Get informed and contact your congressional reps. If you rely on government assistance or a government paycheck ― as many people do ― you may want to start preparing now, even if the likelihood of a default is small. Saving as much as you can is never a bad idea. You can also look into what state and local government assistance programs you may qualify for, such as rent assistance.
Search for your local food bank, mutual aid network, veterans support organization, or local faith group. (You can locate a local food bank, pantry or soup kitchen by visiting Feeding America or FoodPantries.) These are great places to find support if you need it; if you don’t need help, consider volunteering, donating or helping in other ways. If there is a default, plenty of people in your community will require aid. Dialing 211 is also a good way to quickly get in touch with health, human and social service organizations.
Reach out to your representatives. Ultimately, the people with the power to stop this are lawmakers; they need to hear from you that you want them to avoid a default ― or stop it quickly if it happens. You can find out where to contact your representatives in Congress by clicking here or calling 202-224-3121.
Otherwise, unfortunately, there’s little you can do other than pushing for legislators to do their jobs.
“There is no way for ordinary households to prepare for the consequences of not raising the debt ceiling,” Lee said.
Matias Vernengo, a professor of economics at Bucknell University in Lewisburg, Pennsylvania, agreed. “I’m sorry to say that there’s not much families can do,” he said.
Shore up your investments.
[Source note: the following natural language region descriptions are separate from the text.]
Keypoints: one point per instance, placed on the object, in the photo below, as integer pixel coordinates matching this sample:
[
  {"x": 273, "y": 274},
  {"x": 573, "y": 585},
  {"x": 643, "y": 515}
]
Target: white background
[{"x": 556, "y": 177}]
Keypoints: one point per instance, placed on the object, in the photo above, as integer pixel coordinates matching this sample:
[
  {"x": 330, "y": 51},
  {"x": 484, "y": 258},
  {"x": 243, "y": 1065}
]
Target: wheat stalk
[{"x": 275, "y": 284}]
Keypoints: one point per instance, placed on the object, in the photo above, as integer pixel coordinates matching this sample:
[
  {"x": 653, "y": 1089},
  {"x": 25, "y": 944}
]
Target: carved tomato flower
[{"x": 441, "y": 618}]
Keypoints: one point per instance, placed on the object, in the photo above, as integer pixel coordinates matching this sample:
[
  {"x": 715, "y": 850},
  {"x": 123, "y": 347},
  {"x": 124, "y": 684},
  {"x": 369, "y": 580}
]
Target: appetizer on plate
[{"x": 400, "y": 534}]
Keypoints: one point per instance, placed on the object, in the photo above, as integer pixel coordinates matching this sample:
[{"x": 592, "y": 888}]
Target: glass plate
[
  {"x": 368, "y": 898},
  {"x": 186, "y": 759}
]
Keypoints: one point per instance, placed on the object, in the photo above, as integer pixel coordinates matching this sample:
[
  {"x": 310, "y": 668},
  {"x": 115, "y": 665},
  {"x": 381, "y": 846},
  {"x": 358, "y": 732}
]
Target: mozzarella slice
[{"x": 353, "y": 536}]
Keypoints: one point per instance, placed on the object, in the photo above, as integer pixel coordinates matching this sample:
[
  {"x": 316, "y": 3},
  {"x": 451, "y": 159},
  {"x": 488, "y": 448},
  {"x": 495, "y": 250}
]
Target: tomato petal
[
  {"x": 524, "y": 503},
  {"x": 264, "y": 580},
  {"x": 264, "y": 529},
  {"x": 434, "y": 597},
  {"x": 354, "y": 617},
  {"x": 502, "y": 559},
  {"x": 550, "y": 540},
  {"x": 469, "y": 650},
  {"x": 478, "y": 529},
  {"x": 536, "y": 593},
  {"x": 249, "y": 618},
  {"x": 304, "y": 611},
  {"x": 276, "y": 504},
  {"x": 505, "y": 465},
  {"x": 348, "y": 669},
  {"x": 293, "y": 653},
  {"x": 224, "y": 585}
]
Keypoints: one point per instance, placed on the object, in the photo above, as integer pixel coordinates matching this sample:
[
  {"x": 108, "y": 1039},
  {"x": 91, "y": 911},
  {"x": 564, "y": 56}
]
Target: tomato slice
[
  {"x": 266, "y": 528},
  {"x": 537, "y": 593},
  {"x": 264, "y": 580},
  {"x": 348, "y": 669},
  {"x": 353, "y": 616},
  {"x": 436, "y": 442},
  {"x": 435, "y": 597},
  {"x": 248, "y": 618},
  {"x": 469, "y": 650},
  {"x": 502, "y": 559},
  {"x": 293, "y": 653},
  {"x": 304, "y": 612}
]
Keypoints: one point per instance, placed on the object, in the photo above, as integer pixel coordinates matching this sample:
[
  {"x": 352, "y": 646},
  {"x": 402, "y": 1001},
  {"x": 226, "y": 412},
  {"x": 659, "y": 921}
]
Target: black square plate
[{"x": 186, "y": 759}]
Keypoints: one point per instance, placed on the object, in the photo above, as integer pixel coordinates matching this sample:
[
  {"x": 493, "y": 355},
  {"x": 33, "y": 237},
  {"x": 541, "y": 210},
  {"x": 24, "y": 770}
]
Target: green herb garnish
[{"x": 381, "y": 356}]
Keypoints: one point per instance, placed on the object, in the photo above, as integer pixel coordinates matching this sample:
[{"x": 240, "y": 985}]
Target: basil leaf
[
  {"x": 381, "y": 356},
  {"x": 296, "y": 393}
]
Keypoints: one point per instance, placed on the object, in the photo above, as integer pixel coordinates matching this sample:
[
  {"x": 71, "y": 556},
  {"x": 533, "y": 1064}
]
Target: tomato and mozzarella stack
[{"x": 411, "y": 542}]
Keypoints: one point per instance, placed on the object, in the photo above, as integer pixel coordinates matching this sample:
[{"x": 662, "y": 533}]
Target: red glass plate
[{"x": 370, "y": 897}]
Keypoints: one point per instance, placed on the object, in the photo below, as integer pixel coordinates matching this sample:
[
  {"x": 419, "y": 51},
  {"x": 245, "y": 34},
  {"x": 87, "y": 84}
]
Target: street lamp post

Important warning: If you panic and make rash decisions, whatever you do will make things worse. Vernengo thinks that the likely outcome of not raising the debt ceiling would be a mild recession, mostly because he thinks if there is a default, it won’t last long, “since it most likely will backfire politically, as shutdowns normally do.”
But if you have a lot of investments and truly believe the debt ceiling won’t be raised in the near future, Lee said, then you would be justified to consider selling all or most of your investments for cash since the longer the debt ceiling isn’t raised, the worse the economic consequences will be. If it isn’t raised, the result will be more akin to the Great Depression than a typical recession.
“If you are a very conservative investor, you may restructure your portfolio with higher weight in cash or guaranteed annuities,” Lee said.
But, of course, if everybody starts selling their investments into cash, that wouldn’t help the economy. It’s probably best to not sell your investments, certainly not for a loss, since with the stock market, what goes down eventually goes up.
“Since the situation is unpredictable and the extent of the risks largely unknown, people should hold tight and carry on,” Digby said, opting essentially for the “do nothing” path.
“Don’t go canceling your summer vacations or shifting your investments around, but do stay on top of developments,” Digby said.
Do what we all are (hopefully) doing anyway. That is, set a budget for the month and try to stick to it. If you’re able, keep socking money away in your retirement accounts and emergency fund. Rediscover the joy of couponing. And like Digby said, continue to plan that summer vacation, but maybe it’s best to make sure your hotel and airline tickets are refundable.